Sixth and last, not only does James warn us against inflammatory rhetoric that leads to violent action, but because of the Lord’s coming judgment against his enemies, he also commends perseverance under trial, prayer for wisdom, mercy toward our persecutors, and special care for those in the community adversely affected by the tribulations.  Attending to these challenges is how the kingdom of Jesus is advanced during times of opposition and persecution.  This is how mature “brothers” lead their congregations.  Maturity comes from faithfulness under trial (James 1:2-4).  Growth in obedience to the “royal law” (James 1:8) brings true “liberty” (James 1:12; 22-25).  Muzzling one’s tongue and then taking care of orphans and widows is evidence of true religious observance (James 1:26-27).  As we have already noted, paying closer attention to the impoverished in our own Christian communities is much more productive than attempting to influence powerful enemies by obsequious favors (James 2:1-9). 

Even when talking about “justification,” James zeroes in on their behavior not so much what they say.  For all the public talk about their “faith” they have neglected the simple obedience implied in the posture of “trust” Christians profess.  There are brothers and sisters in dire need because of their banishment.
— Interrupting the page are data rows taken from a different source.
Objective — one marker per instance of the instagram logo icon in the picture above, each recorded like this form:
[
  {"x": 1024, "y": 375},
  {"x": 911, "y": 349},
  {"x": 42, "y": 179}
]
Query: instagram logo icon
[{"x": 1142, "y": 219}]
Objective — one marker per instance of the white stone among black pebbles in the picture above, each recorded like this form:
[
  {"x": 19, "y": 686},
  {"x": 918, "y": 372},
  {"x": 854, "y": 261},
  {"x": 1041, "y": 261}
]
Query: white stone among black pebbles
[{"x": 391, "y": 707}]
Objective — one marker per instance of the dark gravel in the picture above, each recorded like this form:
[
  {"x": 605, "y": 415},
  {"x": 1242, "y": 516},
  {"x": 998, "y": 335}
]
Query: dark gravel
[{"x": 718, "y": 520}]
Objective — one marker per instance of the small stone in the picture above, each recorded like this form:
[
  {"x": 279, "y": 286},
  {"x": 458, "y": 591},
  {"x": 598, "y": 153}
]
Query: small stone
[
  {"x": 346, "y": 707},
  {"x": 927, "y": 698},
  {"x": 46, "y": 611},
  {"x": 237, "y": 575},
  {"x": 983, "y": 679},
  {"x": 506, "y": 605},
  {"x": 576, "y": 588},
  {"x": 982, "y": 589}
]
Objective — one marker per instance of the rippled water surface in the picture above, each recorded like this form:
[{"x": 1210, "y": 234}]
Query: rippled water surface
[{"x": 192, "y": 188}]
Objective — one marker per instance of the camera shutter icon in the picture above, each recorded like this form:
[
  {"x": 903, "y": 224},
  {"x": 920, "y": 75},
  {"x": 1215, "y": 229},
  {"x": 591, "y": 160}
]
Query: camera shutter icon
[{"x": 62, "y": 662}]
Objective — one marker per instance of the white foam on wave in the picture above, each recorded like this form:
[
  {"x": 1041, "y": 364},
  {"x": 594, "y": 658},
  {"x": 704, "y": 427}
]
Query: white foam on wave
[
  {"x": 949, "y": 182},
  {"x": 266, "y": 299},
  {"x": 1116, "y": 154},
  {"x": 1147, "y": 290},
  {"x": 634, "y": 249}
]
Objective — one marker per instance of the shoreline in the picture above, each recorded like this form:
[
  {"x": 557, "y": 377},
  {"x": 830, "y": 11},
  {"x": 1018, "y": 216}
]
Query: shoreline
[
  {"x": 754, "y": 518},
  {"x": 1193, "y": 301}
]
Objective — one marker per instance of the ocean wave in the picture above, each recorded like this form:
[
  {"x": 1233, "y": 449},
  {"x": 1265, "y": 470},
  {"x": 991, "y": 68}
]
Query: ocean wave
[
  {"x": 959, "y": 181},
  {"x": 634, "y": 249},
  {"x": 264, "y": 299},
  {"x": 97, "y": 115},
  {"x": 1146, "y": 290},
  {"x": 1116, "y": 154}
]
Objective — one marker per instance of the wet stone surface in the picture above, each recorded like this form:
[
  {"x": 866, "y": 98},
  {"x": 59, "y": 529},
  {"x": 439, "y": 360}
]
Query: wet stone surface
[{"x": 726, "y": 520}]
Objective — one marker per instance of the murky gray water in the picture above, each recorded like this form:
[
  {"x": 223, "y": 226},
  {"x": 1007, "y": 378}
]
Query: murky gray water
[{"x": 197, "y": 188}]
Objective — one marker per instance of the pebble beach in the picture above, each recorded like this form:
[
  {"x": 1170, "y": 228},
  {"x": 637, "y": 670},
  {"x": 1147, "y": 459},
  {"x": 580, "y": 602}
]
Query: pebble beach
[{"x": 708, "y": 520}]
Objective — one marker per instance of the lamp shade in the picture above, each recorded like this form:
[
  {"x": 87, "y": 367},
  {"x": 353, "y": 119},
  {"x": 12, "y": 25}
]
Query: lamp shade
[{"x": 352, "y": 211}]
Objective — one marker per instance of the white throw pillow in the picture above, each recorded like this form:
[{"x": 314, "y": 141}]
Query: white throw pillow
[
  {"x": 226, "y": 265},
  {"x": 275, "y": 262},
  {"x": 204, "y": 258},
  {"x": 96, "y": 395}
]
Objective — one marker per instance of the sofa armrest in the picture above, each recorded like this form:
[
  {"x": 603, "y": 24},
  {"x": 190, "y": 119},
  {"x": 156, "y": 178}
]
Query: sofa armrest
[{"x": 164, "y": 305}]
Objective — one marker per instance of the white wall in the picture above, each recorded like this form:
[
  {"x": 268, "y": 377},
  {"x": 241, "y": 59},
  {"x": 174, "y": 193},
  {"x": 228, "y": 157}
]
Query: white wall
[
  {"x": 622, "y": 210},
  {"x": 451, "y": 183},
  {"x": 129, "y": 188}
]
They need to be cared for, not just talked to (James 2:15-17).  When parents are called to put their faith in God even though their children are being “sacrificed” in the turmoil of the on-going persecution, that kind of loyal resignation to God’s will is evidence of living, genuine, justifying faith (James 2:20-24).  And just as Rahab was vindicated as a true believer when she deceived Jericho’s secret police about the whereabouts of the Israelite spies, so also believers who risk their lives to help others escape from their Jewish inquisitors manifest a living, active trust in the Lord (James 2:25-26). 

If we consider everything that James has commended to his readers, we will have enough to do in our Christian communities and families, even during times of severe persecution. The verdict of history commends the apostolic and post-apostolic church for their conformity to James’ instructions and warnings.  They were patient and steadfast during four centuries of severe trials.  Kreider argues persuasively that the virtue of patience was the key that led to the cultural dominance of the Christian church over the Roman empire.[1]  The church resisted the temptation to respond with violence against their persecutors, patiently waiting for vindication from the Lord, and all the while maintaining a clear prophetic criticism of both the apostate Jews and the pagan Roman authorities.  That mature balance is precisely what Jesus and James his apostle commends to us today.  The epistle of James contains just the sort of ancient wisdom that today’s Christian dissidents need to hear and heed.


[1] Alan Kreider, The Patient Ferment of the Early Church: The Improbable Rise of Christianity in the Roman Empire (Grand Rapids: Baker Academic, 2016).